Data Eng Weekly Issue #263

06 May 2018

Great posts this week covering Kubernetes, Apache Kafka, Apache Flink, Alibaba's OceanBase, and more. We also have several articles on evolving data architectures inside of organizations, including at M6 and Netflix. Finally, there are many notable releases, like Apache HBase 2.0.0 and Apache Impala 2.12.0.

Sponsor

We’re Shopify. Our mission is to make commerce better for everyone http://bit.ly/shopify-careers and in the last few years we have built a data warehouse that is now ready to power data products and insights for all of our 500,000+ merchants! We thrive on change, operate on trust, and leverage the diverse perspectives of people on our team in everything we do. We solve problems at a rapid pace and at scale. In short, we get shit done. Join us!

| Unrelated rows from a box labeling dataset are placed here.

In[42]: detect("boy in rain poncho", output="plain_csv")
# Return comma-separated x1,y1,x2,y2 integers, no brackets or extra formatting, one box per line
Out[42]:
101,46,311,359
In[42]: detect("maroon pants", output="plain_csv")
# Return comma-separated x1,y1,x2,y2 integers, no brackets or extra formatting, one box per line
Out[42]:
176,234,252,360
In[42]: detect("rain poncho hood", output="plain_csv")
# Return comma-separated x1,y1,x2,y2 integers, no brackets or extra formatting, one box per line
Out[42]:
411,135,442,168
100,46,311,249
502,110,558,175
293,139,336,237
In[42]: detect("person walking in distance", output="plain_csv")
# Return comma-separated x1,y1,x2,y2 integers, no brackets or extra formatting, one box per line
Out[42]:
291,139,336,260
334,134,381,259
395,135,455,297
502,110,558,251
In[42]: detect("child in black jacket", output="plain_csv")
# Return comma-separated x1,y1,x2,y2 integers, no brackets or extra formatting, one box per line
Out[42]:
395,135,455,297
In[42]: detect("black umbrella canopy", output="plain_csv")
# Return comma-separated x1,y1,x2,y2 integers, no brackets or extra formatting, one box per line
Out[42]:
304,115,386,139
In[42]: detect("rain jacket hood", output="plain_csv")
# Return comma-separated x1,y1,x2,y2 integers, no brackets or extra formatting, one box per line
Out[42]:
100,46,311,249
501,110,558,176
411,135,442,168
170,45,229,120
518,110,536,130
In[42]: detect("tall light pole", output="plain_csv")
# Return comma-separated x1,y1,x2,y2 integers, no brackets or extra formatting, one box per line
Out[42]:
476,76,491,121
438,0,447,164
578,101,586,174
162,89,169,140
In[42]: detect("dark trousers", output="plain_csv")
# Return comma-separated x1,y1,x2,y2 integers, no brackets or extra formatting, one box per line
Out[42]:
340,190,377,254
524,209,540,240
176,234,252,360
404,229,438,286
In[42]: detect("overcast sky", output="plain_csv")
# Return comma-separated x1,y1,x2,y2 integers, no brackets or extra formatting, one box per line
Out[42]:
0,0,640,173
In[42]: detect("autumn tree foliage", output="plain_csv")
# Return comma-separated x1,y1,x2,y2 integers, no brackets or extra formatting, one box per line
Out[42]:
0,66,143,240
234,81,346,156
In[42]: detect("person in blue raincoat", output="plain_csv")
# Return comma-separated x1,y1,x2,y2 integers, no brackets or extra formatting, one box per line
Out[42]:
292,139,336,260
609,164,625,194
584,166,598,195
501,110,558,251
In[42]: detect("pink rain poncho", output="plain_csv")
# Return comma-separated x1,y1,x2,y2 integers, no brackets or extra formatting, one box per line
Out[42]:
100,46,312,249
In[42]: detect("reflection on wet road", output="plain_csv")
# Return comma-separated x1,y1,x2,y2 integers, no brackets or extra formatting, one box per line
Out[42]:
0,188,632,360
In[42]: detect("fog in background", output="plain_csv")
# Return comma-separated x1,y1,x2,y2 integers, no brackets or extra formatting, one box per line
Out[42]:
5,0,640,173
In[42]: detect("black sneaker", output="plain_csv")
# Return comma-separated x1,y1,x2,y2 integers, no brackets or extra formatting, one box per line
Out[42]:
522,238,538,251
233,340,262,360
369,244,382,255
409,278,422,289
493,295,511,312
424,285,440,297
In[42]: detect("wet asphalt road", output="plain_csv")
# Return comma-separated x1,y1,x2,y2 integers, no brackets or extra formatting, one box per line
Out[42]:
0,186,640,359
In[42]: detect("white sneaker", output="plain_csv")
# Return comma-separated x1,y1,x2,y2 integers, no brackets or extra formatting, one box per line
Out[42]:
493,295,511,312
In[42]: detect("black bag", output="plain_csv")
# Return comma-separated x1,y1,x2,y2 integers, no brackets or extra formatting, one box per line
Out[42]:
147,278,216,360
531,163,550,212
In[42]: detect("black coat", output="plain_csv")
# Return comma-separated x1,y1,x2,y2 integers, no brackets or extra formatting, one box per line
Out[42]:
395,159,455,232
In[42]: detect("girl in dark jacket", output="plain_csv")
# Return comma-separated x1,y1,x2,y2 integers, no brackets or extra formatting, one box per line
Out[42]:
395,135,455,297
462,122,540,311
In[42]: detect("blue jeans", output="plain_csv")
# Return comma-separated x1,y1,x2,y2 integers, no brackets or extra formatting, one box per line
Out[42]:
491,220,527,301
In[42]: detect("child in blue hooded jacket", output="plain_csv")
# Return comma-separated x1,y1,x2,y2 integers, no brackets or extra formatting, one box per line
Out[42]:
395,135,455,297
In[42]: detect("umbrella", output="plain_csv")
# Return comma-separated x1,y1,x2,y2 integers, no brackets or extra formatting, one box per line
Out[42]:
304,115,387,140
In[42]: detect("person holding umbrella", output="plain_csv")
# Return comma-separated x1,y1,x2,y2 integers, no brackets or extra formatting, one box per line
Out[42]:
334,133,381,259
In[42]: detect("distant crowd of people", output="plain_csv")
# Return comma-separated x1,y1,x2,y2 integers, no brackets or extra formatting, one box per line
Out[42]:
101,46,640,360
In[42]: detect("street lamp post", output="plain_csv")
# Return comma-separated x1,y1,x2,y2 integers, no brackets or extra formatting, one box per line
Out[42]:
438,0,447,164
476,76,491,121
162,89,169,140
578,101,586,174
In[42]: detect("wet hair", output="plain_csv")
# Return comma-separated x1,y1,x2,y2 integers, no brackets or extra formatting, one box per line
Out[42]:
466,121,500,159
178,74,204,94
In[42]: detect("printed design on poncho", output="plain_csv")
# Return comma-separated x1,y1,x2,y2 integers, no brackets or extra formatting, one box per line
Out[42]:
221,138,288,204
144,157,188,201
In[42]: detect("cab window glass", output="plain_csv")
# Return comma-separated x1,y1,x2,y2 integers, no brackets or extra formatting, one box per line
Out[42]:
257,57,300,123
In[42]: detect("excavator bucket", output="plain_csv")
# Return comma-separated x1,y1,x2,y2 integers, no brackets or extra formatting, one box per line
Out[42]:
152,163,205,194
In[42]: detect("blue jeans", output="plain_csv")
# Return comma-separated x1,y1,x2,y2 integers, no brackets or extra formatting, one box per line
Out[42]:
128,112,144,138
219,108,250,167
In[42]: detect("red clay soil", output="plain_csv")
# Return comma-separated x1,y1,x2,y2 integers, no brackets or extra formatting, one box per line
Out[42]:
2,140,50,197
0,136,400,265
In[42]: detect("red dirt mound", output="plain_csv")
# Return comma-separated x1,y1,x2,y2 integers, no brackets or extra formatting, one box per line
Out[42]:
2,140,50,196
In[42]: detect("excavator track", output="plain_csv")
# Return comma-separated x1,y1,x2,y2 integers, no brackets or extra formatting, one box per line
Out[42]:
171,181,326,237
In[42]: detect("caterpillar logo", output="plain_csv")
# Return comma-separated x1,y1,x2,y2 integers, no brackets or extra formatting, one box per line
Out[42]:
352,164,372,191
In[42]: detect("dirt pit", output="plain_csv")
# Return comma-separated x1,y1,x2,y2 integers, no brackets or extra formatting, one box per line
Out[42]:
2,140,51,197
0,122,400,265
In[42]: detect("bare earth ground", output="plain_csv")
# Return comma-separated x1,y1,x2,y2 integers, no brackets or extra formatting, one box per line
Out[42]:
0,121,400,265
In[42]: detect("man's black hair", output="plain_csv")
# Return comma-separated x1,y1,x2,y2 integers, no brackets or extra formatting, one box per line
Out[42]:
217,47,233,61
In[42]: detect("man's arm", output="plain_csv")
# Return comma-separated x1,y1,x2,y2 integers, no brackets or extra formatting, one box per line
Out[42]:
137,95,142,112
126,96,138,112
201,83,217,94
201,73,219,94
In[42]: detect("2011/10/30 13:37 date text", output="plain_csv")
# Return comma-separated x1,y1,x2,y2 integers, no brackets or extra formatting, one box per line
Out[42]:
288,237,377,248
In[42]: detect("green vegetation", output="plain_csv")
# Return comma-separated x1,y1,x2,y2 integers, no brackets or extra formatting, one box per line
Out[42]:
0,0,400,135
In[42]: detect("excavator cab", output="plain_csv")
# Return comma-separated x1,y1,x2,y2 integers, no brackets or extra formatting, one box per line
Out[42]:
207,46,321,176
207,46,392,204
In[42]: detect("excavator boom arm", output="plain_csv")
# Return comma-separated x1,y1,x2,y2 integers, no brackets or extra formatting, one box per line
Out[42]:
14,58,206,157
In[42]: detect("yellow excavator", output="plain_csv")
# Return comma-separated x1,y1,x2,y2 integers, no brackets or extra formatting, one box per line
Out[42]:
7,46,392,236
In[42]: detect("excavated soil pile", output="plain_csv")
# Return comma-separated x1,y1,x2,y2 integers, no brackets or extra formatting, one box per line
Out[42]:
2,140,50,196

http://bit.ly/join-us-shopify-data

Technical

The RocksDB key-value store has been adopted by a number of projects in the big data ecosystem such as Apache Samza and Apache Flink. Its popularity is largely due to its consistent performance irrespective of available RAM. That's highlighted here, in a performance comparison between MySQL running InnoDB vs. the MyRocks storage engine. Until the data set fits in RAM, MyRocks performs better than InnoDB.

https://www.percona.com/blog/2018/04/30/a-look-at-myrocks-performance/

The data team at M6 has written about the evolution of their data platform. It started with the Krux data management platform and has more recently landed with Hadoop. Along the 2 year journey, they considered AWS, Google Cloud, and other options for building out their Hadoop cluster and supporting Tableau. There are lots of tips and lessons learned in the post as well as several data points describing how long various phases of their migration took.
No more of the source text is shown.